IL DISCORSO FINALE DI “IL GRANDE DITTATORE”
( - un frammento - )

Charlie Chaplin



“Scusatemi, ma non voglio fare l’imperatore. Non mi va. Non voglio governare né conquistare niente. Mi piacerebbe aiutare tutti – se fosse possibile –, gli ebrei, i gentili, i neri, i bianchi. Tutti vogliamo aiutarci reciprocamente. Noi esseri umani siamo fatti così. Vogliamo vivere per la felicità e non per la disgrazia degli altri. Non vogliamo odiarci o disprezzarci gli uni con gli altri. In questo mondo c’è posto per tutti. E la buona terra è ricca e può provvedere a tutti.

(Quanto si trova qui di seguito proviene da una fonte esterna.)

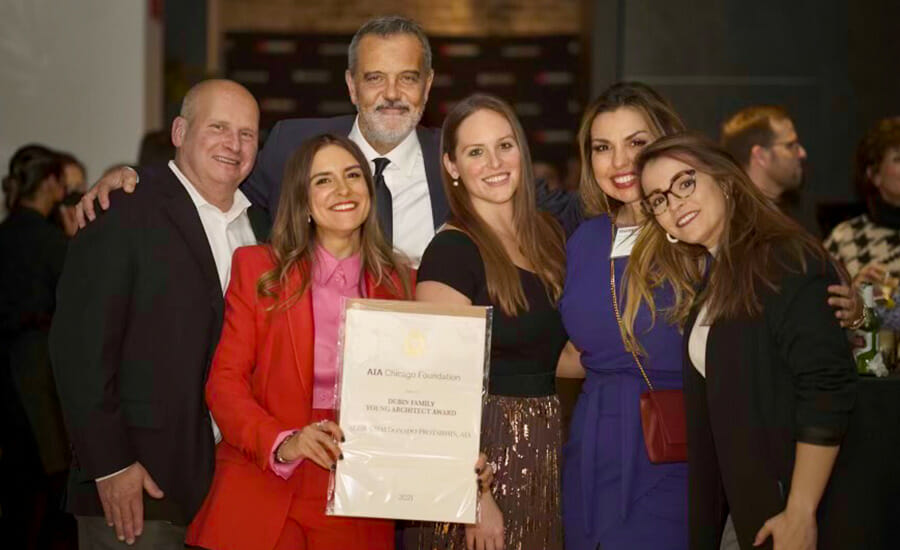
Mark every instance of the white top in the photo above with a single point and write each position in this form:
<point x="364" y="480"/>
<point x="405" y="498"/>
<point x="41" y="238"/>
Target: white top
<point x="405" y="177"/>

La strada della vita può essere libera e bella; ma noi abbiamo perso la rotta. L’avarizia ha avvelenato le anime degli uomini, ha alzato barricate di odio in tutto il mondo, e a passo d’oca ci ha portati alla miseria e allo sterminio. Abbiamo aumentato la velocità. Però vi ci siamo rinchiusi noi stessi. Le macchine, che producono abbondanza, ci hanno lasciato nell’indigenza. La nostra scienza ci ha resi cinici; la nostra intelligenza, rigidi e mutilati nei sentimenti. Pensiamo troppo e sentiamo troppo poco. Più che di macchine, abbiamo bisogno di umanità. Più che d’intelligenza, abbiamo bisogno di amabilità e di cortesia. Senza queste qualità, la vita sarà violenta e tutto perso.
L’aereo e la radio ci hanno avvicinato di più. La vera natura di questi progressi richiama la bontà dell’uomo, richiama la fraternità universale, l’unità di tutti noi, e in questo esatto momento la mia voce sta arrivando a milioni di esseri in tutto il mondo, a milioni di uomini, di donne e di bambini disperati, vittime di un sistema che tortura gli uomini e rinchiude nelle prigioni persone innocenti. A quelli che mi possono sentire, dico: ‘Non disperare’.
La disgrazia che è piombata sopra di noi non è altro che la marcia dell’avarizia, dell’amarezza degli uomini, che temono la strada del progresso umano. L’odio degli uomini passerà, i dittatori moriranno, e il potere che hanno sequestrato al popolo tornerà al popolo. E mentre gli uomini possono morire, la libertà non perirà mai.”